Within minutes the first drops of rain were upon us, there were flashes of lightning mixed in with the black clouds and the formerly gentle Caribbean breeze began to pummel us with heavy wind and rain from the east. Yet it was now frighteningly clear that our fearless skipper intended to outrun this storm and return us to Playa. Steve, who was awake again, seemed to actually be revitalized by the sudden turn in the weather and was now standing up in the bow, arms spread, head tilted back, mouth open and laughing hysterically as he attempted to suck up as much of the storms watery offering as possible. Have I mentioned that the top of his head was really sunburned? Now traveling over the water’s surface at fifteen or twenty knots I turned around and noticed our four fishing lines, weights and bait were still bouncing along thirty or forty feet behind our boat but only coming in contact with the water every two or three seconds as each time they came in contact with the sea they were flung high back into the air only to return again in a now tangled mess.

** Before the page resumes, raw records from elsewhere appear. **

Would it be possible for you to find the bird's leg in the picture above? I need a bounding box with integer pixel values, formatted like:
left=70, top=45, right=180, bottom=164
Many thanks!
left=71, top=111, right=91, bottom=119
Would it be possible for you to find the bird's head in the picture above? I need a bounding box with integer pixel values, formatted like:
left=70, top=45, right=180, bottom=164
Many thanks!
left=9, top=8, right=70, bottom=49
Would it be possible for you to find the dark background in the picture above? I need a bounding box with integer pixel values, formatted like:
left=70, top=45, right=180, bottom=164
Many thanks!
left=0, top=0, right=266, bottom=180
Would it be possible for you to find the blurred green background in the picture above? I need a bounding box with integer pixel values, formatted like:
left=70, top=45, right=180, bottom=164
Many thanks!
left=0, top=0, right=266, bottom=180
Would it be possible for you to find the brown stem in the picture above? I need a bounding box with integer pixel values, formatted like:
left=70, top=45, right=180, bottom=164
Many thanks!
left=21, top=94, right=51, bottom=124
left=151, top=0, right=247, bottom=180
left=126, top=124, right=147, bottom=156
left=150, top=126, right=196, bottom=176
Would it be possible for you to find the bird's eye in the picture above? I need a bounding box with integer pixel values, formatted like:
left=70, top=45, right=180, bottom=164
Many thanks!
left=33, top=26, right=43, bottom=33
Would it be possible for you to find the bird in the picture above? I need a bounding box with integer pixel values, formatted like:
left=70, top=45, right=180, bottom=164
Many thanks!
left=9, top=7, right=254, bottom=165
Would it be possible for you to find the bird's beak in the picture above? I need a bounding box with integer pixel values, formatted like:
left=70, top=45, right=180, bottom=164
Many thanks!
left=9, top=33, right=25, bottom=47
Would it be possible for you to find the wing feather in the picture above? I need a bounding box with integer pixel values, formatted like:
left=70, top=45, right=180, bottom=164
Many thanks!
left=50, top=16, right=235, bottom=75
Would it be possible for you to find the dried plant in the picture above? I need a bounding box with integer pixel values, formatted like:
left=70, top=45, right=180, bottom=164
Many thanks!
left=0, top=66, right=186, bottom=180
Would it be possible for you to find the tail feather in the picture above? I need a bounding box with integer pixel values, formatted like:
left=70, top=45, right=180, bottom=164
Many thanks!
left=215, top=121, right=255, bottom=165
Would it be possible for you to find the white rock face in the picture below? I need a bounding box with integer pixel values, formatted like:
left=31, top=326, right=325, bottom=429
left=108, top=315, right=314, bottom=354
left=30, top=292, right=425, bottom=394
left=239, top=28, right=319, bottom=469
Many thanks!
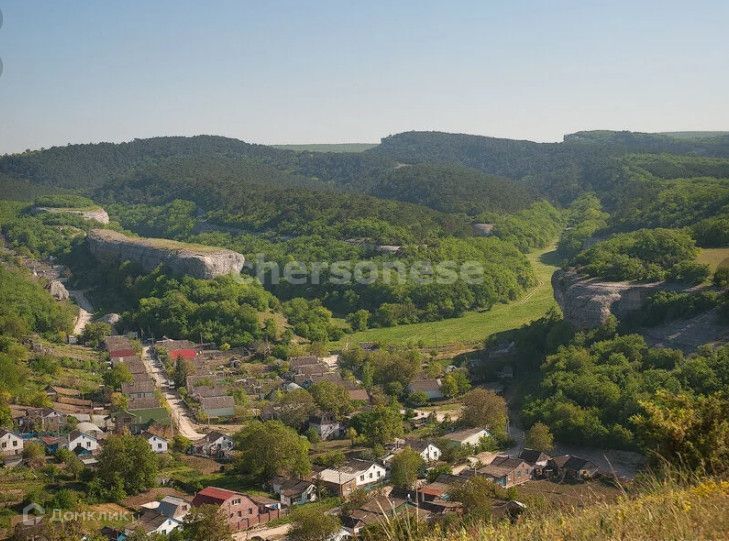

It was really raining hard by now. José was hunkered down behind the helm and under the three foot canvas while Steve and I were perched in the bow holding onto to the gunwales for dear life as we bounced over the open waves completely soaked to the bones. José’s maniacal smile and beaming white teeth clearly indicated that he was enjoying his duel with Mother Nature and he clearly intended to outrun her. But alas, this storm was coming not from behind us from the south but from alongside of us from the east. Steve and I seemed keenly aware that we would simply soon be enveloped by the tempest but Jose appeared totally oblivious to our now obvious fate and continued to look back over his shoulder and laugh at his imagined victory.

In the end of course, we made it home. Battered, wet and weary, the weather conditions were completely the opposite from when we had left that morning but the water was still waist deep blah blah blah…… not that it mattered much because by the time we got back to Playa we were already soaked from “stem to stern” as the old nautical saying goes. We waded to shore accompanied by our scurrilous skipper who not only did we pay our one hundred and fifty dollars to but we also gave him a twenty dollar tip. Just glad to be back on solid land I guess. It was still pouring down rain when we got off the boat but we demanded that José clean our catch which consisted in total of four six inch mature yellowtail snappers and deliver it personally to our house.

While we trudged down the beach and back to the house Steve and I tried to decide what we would tell our wives about our fishing excursion. Steve suggested foolishly that we just tell them the truth about our day. No way!!” I said. “Why not?” said Steve. “Well….. because they would never believe us! “Why don’t you just tell them whatever comes off the top of your head.” I said. “Speaking of the top of your head, let’s get home. It’s almost cocktail hour.”